Charlotte stood before them both. “Look here, father and mother,” said she. “I've never gone against your wishes in my life, but now I'm going to. It's my duty to. I was going to marry him once.”

“You didn't marry him,” said Cephas.

“I was willing to marry him, and that amounts to the same thing for any woman,” said Charlotte. “It is just as much my duty to go to him when he's sick; I am going. There's no use talking, I am going.”

“You needn't come home again, then,” said her father.

“Oh, Cephas!” Sarah cried out. “Charlotte, don't go against your father's wishes! Charlotte!”

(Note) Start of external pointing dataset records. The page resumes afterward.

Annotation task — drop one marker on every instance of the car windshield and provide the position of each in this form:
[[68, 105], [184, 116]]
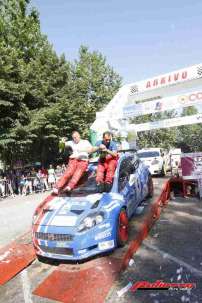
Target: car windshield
[[149, 154], [86, 186]]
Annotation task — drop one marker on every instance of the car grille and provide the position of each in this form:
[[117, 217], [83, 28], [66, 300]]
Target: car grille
[[57, 250], [53, 237]]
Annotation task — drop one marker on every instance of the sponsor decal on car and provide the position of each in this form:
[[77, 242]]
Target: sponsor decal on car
[[106, 245], [104, 234]]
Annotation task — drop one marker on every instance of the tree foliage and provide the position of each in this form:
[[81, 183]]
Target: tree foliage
[[44, 96]]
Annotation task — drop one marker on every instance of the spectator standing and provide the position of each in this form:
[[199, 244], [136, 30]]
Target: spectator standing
[[51, 176]]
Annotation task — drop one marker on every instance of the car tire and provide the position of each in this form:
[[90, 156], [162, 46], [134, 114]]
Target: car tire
[[122, 228], [150, 187]]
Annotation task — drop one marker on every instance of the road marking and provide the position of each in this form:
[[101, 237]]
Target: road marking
[[26, 286], [192, 269]]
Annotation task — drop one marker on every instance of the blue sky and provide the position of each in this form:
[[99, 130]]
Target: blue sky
[[140, 39]]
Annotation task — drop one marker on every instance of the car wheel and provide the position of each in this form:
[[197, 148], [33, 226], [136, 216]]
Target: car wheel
[[150, 187], [122, 228]]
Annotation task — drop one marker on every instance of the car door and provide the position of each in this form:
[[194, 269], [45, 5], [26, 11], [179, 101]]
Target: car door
[[126, 181]]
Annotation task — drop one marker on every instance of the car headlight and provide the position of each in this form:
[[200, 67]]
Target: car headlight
[[155, 162], [91, 221]]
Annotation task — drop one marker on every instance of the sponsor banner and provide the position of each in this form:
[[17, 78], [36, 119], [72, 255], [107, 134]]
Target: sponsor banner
[[176, 77], [187, 120], [169, 103], [192, 166]]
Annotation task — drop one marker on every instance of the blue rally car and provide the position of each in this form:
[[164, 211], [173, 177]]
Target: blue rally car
[[86, 223]]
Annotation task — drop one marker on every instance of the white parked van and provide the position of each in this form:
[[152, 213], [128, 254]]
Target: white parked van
[[153, 158]]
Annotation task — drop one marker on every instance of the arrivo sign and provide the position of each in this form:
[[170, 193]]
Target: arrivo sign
[[190, 98], [167, 79]]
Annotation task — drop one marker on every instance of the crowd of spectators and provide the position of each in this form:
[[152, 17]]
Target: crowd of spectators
[[29, 180]]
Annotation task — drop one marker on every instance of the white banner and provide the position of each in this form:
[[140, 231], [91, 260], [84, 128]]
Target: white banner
[[187, 120], [176, 77], [169, 103]]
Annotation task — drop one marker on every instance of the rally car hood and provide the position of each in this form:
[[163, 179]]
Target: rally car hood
[[68, 211]]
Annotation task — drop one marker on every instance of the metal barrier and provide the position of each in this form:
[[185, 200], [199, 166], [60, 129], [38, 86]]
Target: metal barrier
[[6, 189]]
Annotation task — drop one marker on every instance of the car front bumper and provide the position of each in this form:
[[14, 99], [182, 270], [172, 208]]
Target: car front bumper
[[84, 245]]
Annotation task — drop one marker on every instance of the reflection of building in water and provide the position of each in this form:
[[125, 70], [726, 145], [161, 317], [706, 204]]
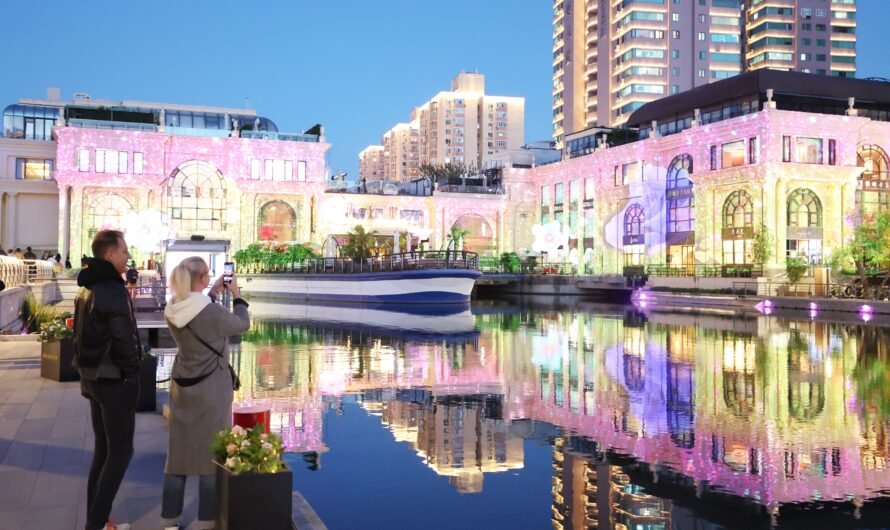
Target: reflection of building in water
[[768, 413], [588, 492], [461, 437]]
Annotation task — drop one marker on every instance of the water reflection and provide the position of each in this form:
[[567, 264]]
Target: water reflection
[[652, 421]]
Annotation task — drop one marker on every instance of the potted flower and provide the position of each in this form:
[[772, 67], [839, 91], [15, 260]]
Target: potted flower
[[253, 484], [57, 350]]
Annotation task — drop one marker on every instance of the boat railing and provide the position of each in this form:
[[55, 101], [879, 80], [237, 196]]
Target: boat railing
[[404, 261]]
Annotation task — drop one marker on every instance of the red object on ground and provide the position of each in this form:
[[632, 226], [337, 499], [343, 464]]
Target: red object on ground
[[249, 417]]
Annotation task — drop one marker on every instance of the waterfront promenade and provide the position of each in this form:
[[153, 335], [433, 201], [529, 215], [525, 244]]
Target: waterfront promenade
[[46, 447]]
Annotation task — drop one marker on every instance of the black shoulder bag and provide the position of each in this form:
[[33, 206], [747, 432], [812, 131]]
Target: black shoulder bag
[[191, 381]]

But Charlotte shut the door and hurried up-stairs to her room. Her mother followed her, trembling. Cephas sat still, dangling his stocking-feet clear of the floor. He had an ugly look on his face. Presently he heard the two women coming down-stairs, and his wife's sobbing, pleading voice; then he heard the parlor door shut; Charlotte had gone through the house, and out the front door.

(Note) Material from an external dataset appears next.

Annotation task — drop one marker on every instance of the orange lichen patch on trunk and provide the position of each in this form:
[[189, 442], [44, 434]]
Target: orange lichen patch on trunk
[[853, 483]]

Sarah came in, sniffing piteously. “Oh, Cephas! don't you be hard on the poor child; she felt as if she had got to go,” she said, chokingly.

Cephas got up, went padding softly and cautiously in his stocking-feet across the floor to the sink, and took a long drink with loud gulps out of the gourd in the water-pail.

“I don't want to have no more talk about it; I've said my say,” said he, with a hard breath, wiping his mouth with the back of his hand.